Une exploitation certifiée « agriculture biologique » ayant, en moyenne, une superficie de 20 hectares, le nombre d'hectares pouvant faire l'objet d'une éventuelle soulte sera, le plus souvent, de 1 ou 2 hectares : en effet, dans la majorité des cas, l'aménagement foncier consistera non pas à déplacer l'intégralité d'une exploitation, mais à regrouper les parcelles isolées avec les îlots d'exploitation existants les plus importants.

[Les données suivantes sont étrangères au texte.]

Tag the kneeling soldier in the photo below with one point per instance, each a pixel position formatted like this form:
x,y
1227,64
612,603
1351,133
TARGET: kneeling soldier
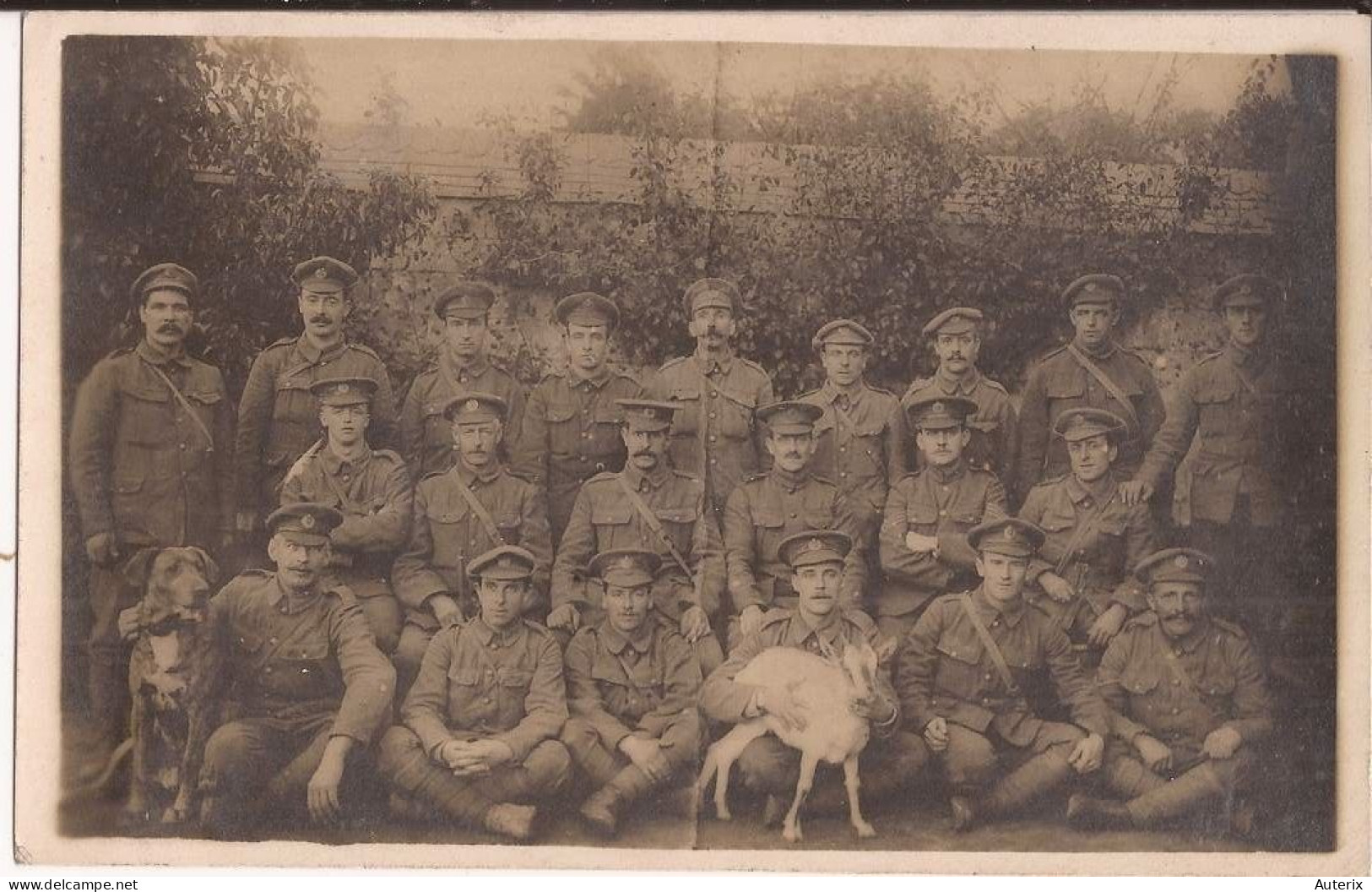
x,y
958,688
1189,701
819,625
369,487
632,688
305,681
483,715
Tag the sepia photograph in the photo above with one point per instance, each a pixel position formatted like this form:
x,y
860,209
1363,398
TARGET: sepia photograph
x,y
696,445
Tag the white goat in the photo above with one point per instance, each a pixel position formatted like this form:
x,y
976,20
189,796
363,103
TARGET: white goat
x,y
823,689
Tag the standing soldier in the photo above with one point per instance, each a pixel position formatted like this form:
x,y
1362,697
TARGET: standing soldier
x,y
816,622
1231,401
772,507
1189,703
458,514
924,537
957,687
479,740
647,505
571,424
305,683
369,487
632,689
278,417
461,367
860,439
1091,373
955,335
151,465
1093,536
715,437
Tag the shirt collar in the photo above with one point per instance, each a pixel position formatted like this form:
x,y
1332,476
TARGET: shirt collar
x,y
468,475
1011,614
489,636
952,384
615,641
144,351
653,478
333,463
1102,490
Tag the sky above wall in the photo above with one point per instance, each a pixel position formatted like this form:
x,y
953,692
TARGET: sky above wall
x,y
463,84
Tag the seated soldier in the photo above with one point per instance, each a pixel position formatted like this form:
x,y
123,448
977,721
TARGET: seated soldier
x,y
924,536
819,626
632,689
369,487
1093,537
1189,701
479,740
957,685
305,683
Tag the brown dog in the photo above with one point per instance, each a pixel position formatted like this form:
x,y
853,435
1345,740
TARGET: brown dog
x,y
173,676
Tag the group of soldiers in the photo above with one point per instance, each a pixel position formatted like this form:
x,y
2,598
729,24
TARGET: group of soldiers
x,y
496,600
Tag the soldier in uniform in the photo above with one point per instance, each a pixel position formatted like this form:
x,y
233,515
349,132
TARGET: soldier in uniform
x,y
305,683
860,438
957,335
770,507
479,736
961,676
647,505
1091,373
571,424
924,537
1189,703
369,487
1093,536
632,689
151,465
1229,401
278,417
818,623
461,367
715,437
460,514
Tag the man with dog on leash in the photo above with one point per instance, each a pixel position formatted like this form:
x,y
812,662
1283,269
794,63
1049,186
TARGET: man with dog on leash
x,y
819,623
305,687
371,487
961,676
151,465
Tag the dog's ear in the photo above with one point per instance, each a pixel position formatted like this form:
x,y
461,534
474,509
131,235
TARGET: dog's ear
x,y
138,567
212,570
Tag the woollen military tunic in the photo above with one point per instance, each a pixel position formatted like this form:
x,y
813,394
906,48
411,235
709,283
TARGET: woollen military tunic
x,y
1057,383
427,435
604,519
943,503
860,445
279,417
570,434
300,669
715,437
373,494
1179,692
619,683
994,435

III. La position de votre commission
La mesure de dédommagement prévue par cet article devrait permettre aux exploitants en bio de bénéficier des avantages de l'aménagement foncier (regroupement parcellaire, amélioration de la desserte des terres, plantations ...) sans crainte pour leur certification.
Toutefois, et malgré la précision introduite dans l'article additionnel adopté avant cet article, elle laisse demeurer une ambiguïté quant au responsable du financement de ce dédommagement. Tel que rédigée, elle laisse penser qu'il reviendra systématiquement au département de le supporter. Or, si cette collectivité est responsable de l'aménagement foncier et est souvent à l'initiative de telles opérations, tel n'est pas toujours le cas. Il n'est, dès lors, pas équitable de lui en faire automatiquement supporter le poids financier.
Aussi la commission a-t-elle, à l'initiative de son rapporteur, adopté un amendement précisant qu'il revenait au département, responsable de l'aménagement foncier, de régler les modalités de cette indemnisation, laquelle peut être supportée par une personne tierce, publique ou privée, dans le cas où ledit département n'est pas maître d'ouvrage de l'opération.